My cats don't get excited with their favorite toys these days and eat very little, even of their all-time favorite treats. I wonder if this could be due to the hot weather? The strays are eating extremely little too.


----------



## MowMow (Nov 6, 2010)

Yeah, we're going through a mini heat wave right now(upper 90s today) and MowMow goes off his food. 

He lays around and sleeps a lot more and is *really* cranky if I pay too much attention to him. He just wants to be left alone when it's hot. Except when I have the cold pack. Right now he's laying against me so I can hold it against his head/ears.


----------



## Sinatra-Butters (Aug 9, 2010)

My kitties love it when I hold them up to the air conditioner "wind". That's the only behavior in hot weather they display.


----------



## catloverami (Jul 5, 2010)

Oh, when I saw the topic, I though meant when the female is _"in heat"._ 

Yes, my kitties, eat less and are less active during 90s days, even tho they're inside and we have A/C. Our A/C is set to come on when it reaches 27C=81F


----------



## Greenport ferals (Oct 30, 2010)

catloverami said:


> Our A/C is set to come on when it reaches 27C=81F


Ouch, that is way too high for me.
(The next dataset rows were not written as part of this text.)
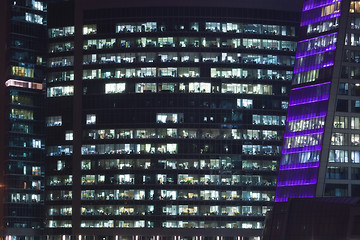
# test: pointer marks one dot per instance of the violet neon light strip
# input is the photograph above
(302, 149)
(319, 19)
(297, 182)
(304, 133)
(327, 48)
(325, 98)
(316, 51)
(314, 67)
(305, 117)
(308, 5)
(299, 166)
(314, 85)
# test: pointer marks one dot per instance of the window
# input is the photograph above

I like it set at 68 or at the most 70. There's a lot of oppressive humidity here in the Hudson Valley of upstate NY. 

My cats are slugs and show little interest in food when it reaches 90 degrees, which it's done at least 8 times this summer. It's the time of year when they catch a lot of their own food.


----------



## Straysmommy (Dec 23, 2010)

Oh I see now. We're above 90 these days. The humidity is like a wet sauna. So much so that yesterday Prince refused to accompany me to feed the strays. I understood why when I reached the street. My strays didn't want to eat almost, and they were glued to the pavement for coolness, avoiding even the grass although it was night. I felt I was bathing in hot soup. Those who obsessively rub against my legs every day, didn't want to yesterday LOL No one even asked for pets or scratches.


----------



## Luvkitties (Jan 22, 2009)

Usually the boys just sleep all day long when it's hot. They get up to eat and drink but they go back to sleep as soon as they are finished. They usually sleep on the bedroom floor when the A/C is turned on (A/C is in the bedroom). I sometimes let them go on the balcony (with harness and leash) so they can lay on the fresh concrete floor.
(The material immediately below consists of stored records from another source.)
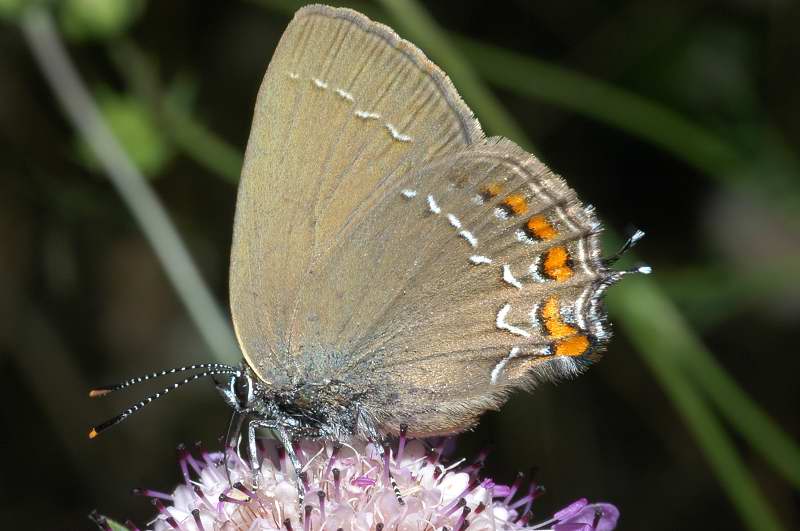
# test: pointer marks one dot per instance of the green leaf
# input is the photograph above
(84, 20)
(137, 130)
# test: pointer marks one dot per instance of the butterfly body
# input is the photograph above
(392, 268)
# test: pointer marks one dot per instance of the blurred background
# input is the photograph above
(681, 118)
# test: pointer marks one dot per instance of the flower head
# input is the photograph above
(347, 487)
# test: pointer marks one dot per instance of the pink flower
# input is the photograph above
(346, 488)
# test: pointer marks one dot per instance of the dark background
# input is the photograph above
(83, 300)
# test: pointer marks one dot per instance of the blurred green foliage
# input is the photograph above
(697, 96)
(87, 20)
(134, 125)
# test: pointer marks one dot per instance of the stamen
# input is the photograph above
(163, 510)
(321, 496)
(197, 521)
(307, 518)
(337, 482)
(151, 494)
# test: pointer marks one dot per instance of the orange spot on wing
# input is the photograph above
(570, 342)
(556, 264)
(572, 346)
(516, 203)
(491, 190)
(551, 316)
(539, 227)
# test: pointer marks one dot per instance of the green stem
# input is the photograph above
(657, 331)
(82, 112)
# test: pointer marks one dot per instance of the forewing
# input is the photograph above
(345, 108)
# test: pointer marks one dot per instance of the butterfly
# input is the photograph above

Fortunately, it's never really hot here... the highest temperature we reached this summer was 95 but it lasted only two days. The usual temperature in the summer is around 78 with a lot of wind so most of the time we are comfortable!


----------



## mimitabby (Apr 20, 2010)

when it gets hot, i notice cats stretch out as far as they can, and no, they don't eat much. Sometimes, I've taken a wet (not drippy) washcloth and just rubbed my cats down gently, takes the temp down a bit.


----------